We live near Kerikeri in the Bay of Islands, Northland, in the North Island of New Zealand. It is a popular area with both overseas and domestic tourists, attracted by the subtropical climate and lovely coastline. Avocados, oranges and kiwifruit now grow in the many orchards in the region, but before the arrival of horticulture and the Europeans, Northland was home to thousands of acres of kauri trees.
Extracting the kauri wood directly from farmland that was formerly low lying Kauri forest, or from piles of stumps already excavated by farmers, Neville turns kauri bowls and kauri platters using his lathe, woodturning- and wood-forming tools, and sandpaper. To finish off these unique kauri gifts he uses quality oils and waxes.

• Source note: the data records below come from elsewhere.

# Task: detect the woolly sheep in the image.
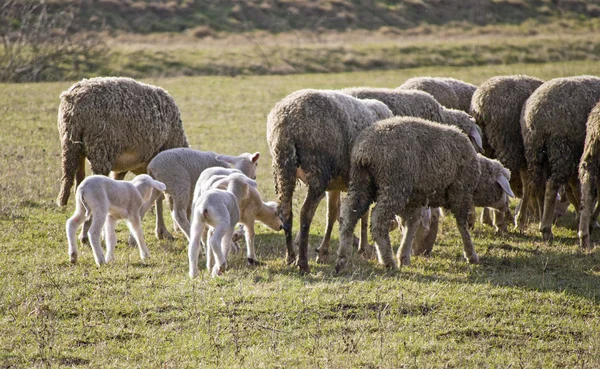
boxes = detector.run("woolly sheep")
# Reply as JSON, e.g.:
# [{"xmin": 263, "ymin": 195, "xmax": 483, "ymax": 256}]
[
  {"xmin": 195, "ymin": 171, "xmax": 284, "ymax": 265},
  {"xmin": 188, "ymin": 173, "xmax": 257, "ymax": 278},
  {"xmin": 336, "ymin": 117, "xmax": 481, "ymax": 272},
  {"xmin": 522, "ymin": 76, "xmax": 600, "ymax": 242},
  {"xmin": 57, "ymin": 77, "xmax": 188, "ymax": 207},
  {"xmin": 146, "ymin": 149, "xmax": 260, "ymax": 241},
  {"xmin": 342, "ymin": 87, "xmax": 483, "ymax": 150},
  {"xmin": 266, "ymin": 89, "xmax": 393, "ymax": 274},
  {"xmin": 578, "ymin": 101, "xmax": 600, "ymax": 248},
  {"xmin": 66, "ymin": 174, "xmax": 166, "ymax": 266},
  {"xmin": 398, "ymin": 77, "xmax": 477, "ymax": 112}
]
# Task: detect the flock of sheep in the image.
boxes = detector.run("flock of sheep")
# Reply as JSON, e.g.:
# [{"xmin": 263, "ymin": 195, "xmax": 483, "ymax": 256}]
[{"xmin": 57, "ymin": 73, "xmax": 600, "ymax": 277}]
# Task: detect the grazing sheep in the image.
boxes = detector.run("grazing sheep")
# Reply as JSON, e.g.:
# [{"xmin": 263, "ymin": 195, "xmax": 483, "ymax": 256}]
[
  {"xmin": 398, "ymin": 77, "xmax": 477, "ymax": 112},
  {"xmin": 578, "ymin": 101, "xmax": 600, "ymax": 248},
  {"xmin": 335, "ymin": 117, "xmax": 481, "ymax": 272},
  {"xmin": 342, "ymin": 87, "xmax": 483, "ymax": 150},
  {"xmin": 57, "ymin": 77, "xmax": 188, "ymax": 207},
  {"xmin": 522, "ymin": 76, "xmax": 600, "ymax": 242},
  {"xmin": 267, "ymin": 89, "xmax": 393, "ymax": 274},
  {"xmin": 195, "ymin": 172, "xmax": 284, "ymax": 265},
  {"xmin": 146, "ymin": 149, "xmax": 260, "ymax": 241},
  {"xmin": 66, "ymin": 174, "xmax": 166, "ymax": 266},
  {"xmin": 470, "ymin": 75, "xmax": 544, "ymax": 230},
  {"xmin": 188, "ymin": 173, "xmax": 257, "ymax": 278}
]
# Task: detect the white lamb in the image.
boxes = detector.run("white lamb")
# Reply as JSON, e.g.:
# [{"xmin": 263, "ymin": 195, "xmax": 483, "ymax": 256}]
[
  {"xmin": 66, "ymin": 174, "xmax": 166, "ymax": 266},
  {"xmin": 188, "ymin": 173, "xmax": 258, "ymax": 278}
]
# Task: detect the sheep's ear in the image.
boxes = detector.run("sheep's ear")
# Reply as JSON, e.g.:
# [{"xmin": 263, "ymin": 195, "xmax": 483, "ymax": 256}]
[
  {"xmin": 420, "ymin": 207, "xmax": 432, "ymax": 230},
  {"xmin": 469, "ymin": 125, "xmax": 484, "ymax": 152},
  {"xmin": 496, "ymin": 175, "xmax": 515, "ymax": 197},
  {"xmin": 152, "ymin": 180, "xmax": 167, "ymax": 192},
  {"xmin": 251, "ymin": 152, "xmax": 260, "ymax": 163},
  {"xmin": 215, "ymin": 155, "xmax": 237, "ymax": 165}
]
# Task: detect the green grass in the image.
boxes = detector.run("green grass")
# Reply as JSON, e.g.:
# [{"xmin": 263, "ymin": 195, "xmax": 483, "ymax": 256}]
[{"xmin": 2, "ymin": 61, "xmax": 600, "ymax": 368}]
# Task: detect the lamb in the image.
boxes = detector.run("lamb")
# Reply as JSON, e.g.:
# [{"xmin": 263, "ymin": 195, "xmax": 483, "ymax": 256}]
[
  {"xmin": 188, "ymin": 173, "xmax": 258, "ymax": 278},
  {"xmin": 578, "ymin": 101, "xmax": 600, "ymax": 248},
  {"xmin": 66, "ymin": 174, "xmax": 166, "ymax": 266},
  {"xmin": 398, "ymin": 77, "xmax": 477, "ymax": 112},
  {"xmin": 193, "ymin": 170, "xmax": 284, "ymax": 265},
  {"xmin": 145, "ymin": 148, "xmax": 260, "ymax": 241},
  {"xmin": 267, "ymin": 89, "xmax": 393, "ymax": 274},
  {"xmin": 521, "ymin": 76, "xmax": 600, "ymax": 242},
  {"xmin": 470, "ymin": 75, "xmax": 545, "ymax": 231},
  {"xmin": 342, "ymin": 87, "xmax": 483, "ymax": 150},
  {"xmin": 57, "ymin": 77, "xmax": 188, "ymax": 207},
  {"xmin": 335, "ymin": 117, "xmax": 481, "ymax": 272}
]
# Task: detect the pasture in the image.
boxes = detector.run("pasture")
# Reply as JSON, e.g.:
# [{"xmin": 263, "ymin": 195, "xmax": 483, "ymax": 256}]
[{"xmin": 1, "ymin": 61, "xmax": 600, "ymax": 368}]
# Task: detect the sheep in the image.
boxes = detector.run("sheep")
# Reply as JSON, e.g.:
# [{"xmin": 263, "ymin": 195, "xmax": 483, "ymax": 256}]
[
  {"xmin": 266, "ymin": 89, "xmax": 393, "ymax": 274},
  {"xmin": 145, "ymin": 148, "xmax": 260, "ymax": 241},
  {"xmin": 398, "ymin": 77, "xmax": 477, "ymax": 112},
  {"xmin": 188, "ymin": 173, "xmax": 257, "ymax": 278},
  {"xmin": 578, "ymin": 101, "xmax": 600, "ymax": 248},
  {"xmin": 470, "ymin": 75, "xmax": 545, "ymax": 231},
  {"xmin": 335, "ymin": 116, "xmax": 481, "ymax": 272},
  {"xmin": 66, "ymin": 174, "xmax": 166, "ymax": 266},
  {"xmin": 342, "ymin": 87, "xmax": 483, "ymax": 150},
  {"xmin": 193, "ymin": 170, "xmax": 284, "ymax": 265},
  {"xmin": 521, "ymin": 75, "xmax": 600, "ymax": 242},
  {"xmin": 57, "ymin": 77, "xmax": 188, "ymax": 207}
]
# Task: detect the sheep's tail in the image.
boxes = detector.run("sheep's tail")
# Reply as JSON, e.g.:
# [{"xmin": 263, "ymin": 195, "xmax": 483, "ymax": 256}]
[
  {"xmin": 57, "ymin": 105, "xmax": 84, "ymax": 207},
  {"xmin": 270, "ymin": 136, "xmax": 298, "ymax": 225}
]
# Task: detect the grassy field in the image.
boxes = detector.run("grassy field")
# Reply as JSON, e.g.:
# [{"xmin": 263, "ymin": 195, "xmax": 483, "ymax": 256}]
[{"xmin": 2, "ymin": 61, "xmax": 600, "ymax": 368}]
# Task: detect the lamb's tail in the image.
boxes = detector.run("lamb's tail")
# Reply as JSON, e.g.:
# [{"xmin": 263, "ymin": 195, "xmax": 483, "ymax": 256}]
[{"xmin": 57, "ymin": 107, "xmax": 84, "ymax": 207}]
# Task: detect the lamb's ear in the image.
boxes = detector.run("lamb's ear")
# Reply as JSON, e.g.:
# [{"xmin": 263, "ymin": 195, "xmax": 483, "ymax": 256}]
[
  {"xmin": 496, "ymin": 175, "xmax": 515, "ymax": 197},
  {"xmin": 420, "ymin": 207, "xmax": 432, "ymax": 230},
  {"xmin": 243, "ymin": 177, "xmax": 258, "ymax": 188},
  {"xmin": 215, "ymin": 155, "xmax": 237, "ymax": 166},
  {"xmin": 469, "ymin": 125, "xmax": 484, "ymax": 152},
  {"xmin": 251, "ymin": 152, "xmax": 260, "ymax": 163},
  {"xmin": 151, "ymin": 180, "xmax": 167, "ymax": 192}
]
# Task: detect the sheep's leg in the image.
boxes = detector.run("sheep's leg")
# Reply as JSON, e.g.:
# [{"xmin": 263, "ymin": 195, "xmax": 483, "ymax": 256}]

Neville’s first experience of woodturning was in the mid 1970’s when, as a teenager, he bought his first lathe - his favourite tool at that time being the “60 grit gouge” (the good old sandpaper). Around 10 years ago Neville’s interest in woodturning grew when he became a member of the Northland Woodturning Club, and took private tuition from highly-regarded Whangarei woodturning tutor Shane Hewitt. A year later, with growing piles of swamp kauri in the back yard, Neville took up the woodturning full time.
In April 2016 we opened the Kauri Gifts Gallery, a studio showcasing our work and other craft on State Highway 10, just outside Kerikeri. We are open Weds-Sat and other times by appointment. Please be aware that we are a small home business and that sometimes due to deliveries and other commitments we have to close the shop during the week. If you are coming especially to visit, please give us a ring beforehand to avoid disappointment. We sell through other outlets in New Zealand, including the fascinating Kauri museum at Matakohe, and we sometimes have work at The Kauri Workshop in Kerikeri . We also have items in The Elephant House in Parnell, Waitangi National Trust Shop in Waitangi, and Helena Bay Gallery. We are hoping to get a permanent inside stand at the Packhouse Market in Kerikeri, but until that happens we are sometimes at the KOAST stall there or inside the main building on Saturday mornings, 8.00 am -1.30pm.
Emma enjoys design work, painting and incorporating New Zealand’s natural objects into resin inlays, such as ferns, paua shell and kauri leaves. Some of her work is inspired by the colours and forms found in Maori art and design, others simply enhance the natural beauty of the wood. She particularly enjoys working with paua, a shell with an incredible range of beautiful colours.